The Allen Institute for Artificial Intelligence says it has built a machine that can solve geometry questions from the SAT about as well as an average American 11th-grade student.
It’s a bigger feat for a computer than you might imagine, and represents a major breakthrough in AI research by the Allen Institute, founded by Microsoft co-founder Paul Allen.
The system, called GeoS, gets about 49 percent of questions right, which extrapolates to about a 500, out of a possible 800, on the SAT’s math test. That’s pretty solid amongst its robot peers and was the average human score in 2015.
You can test your own math skills head-to-head against GeoS online here. The demo underscores how even basic concepts required for the test become more challenging when they’re not being interpreted by a human brain.
Take this question for instance:
In the figure to the left, triangle ABC is inscribed in the circle with center O and diameter AC. If AB=AO, what is the degree measure of angle ABO?
GeoS first has to be able to understand the natural language used in the text.
Then it uses computer vision to understand the diagram so it can compare the two in order to figure out what the test is asking. Once it understands the question, the computer can finally do the math and compare its answer to the multiple choice options.
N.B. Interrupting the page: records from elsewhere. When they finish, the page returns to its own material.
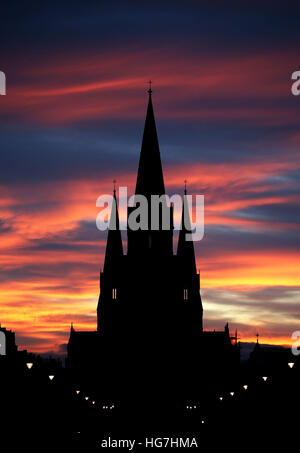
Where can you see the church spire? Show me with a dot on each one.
(185, 249)
(150, 179)
(114, 247)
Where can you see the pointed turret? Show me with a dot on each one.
(150, 180)
(185, 249)
(114, 247)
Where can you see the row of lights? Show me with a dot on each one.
(94, 402)
(245, 387)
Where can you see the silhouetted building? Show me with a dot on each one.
(150, 345)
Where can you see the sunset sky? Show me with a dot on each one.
(72, 121)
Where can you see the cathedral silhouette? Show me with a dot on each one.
(150, 349)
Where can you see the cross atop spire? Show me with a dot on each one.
(185, 182)
(150, 180)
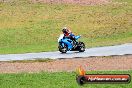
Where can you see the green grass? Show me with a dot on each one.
(34, 27)
(54, 80)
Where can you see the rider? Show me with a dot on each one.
(67, 33)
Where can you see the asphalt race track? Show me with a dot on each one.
(98, 51)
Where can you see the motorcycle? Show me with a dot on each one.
(66, 44)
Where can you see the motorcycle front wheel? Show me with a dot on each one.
(63, 49)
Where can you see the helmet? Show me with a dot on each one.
(65, 30)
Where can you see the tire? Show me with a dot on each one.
(63, 49)
(81, 47)
(80, 80)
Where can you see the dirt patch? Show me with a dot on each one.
(82, 2)
(91, 63)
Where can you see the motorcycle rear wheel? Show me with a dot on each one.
(63, 49)
(81, 47)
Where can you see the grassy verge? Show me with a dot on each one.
(54, 80)
(34, 27)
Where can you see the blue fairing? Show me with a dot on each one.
(77, 37)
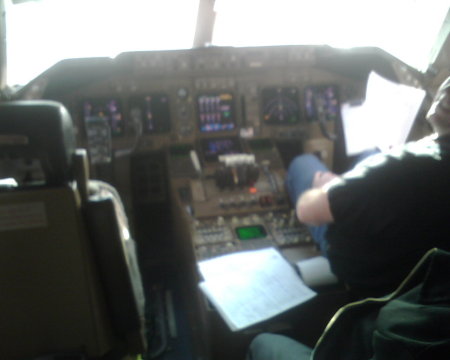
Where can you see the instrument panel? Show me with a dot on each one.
(151, 100)
(227, 120)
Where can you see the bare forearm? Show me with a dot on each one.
(313, 207)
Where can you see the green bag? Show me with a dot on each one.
(411, 323)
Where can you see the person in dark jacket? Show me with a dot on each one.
(377, 220)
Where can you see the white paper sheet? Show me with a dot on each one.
(252, 286)
(385, 118)
(316, 271)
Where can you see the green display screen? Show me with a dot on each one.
(251, 232)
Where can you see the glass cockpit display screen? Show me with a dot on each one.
(280, 105)
(152, 111)
(109, 110)
(322, 103)
(212, 148)
(216, 112)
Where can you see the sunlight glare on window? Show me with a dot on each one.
(405, 28)
(39, 34)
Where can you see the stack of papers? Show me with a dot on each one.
(385, 118)
(249, 287)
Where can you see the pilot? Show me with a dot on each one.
(377, 220)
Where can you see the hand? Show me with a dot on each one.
(322, 177)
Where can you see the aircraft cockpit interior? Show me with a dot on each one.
(197, 142)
Along the way, concepts that are automatic to a person taking the test have to be translated into formulas that are meaningful to a computer. For instance, “what is the degree measure of angle ABO?” becomes “Is(MeasureOf(ABO), What).”
“Much of what we understand from text and graphics is not explicitly stated, and requires far more knowledge than we appreciate,” said Allen Institute CEO Oren Etzioni, in a statement announcing the results. “Creating a system to be able to successfully take these tests is challenging, and we are proud to achieve these unprecedented results.”
The research has been published online in a paper titled, “Solving Geometry Problems: Combining Text and Diagram Interpretation.” It was a joint effort between the Allen Institute and the University of Washington Computer Science and Engineering department.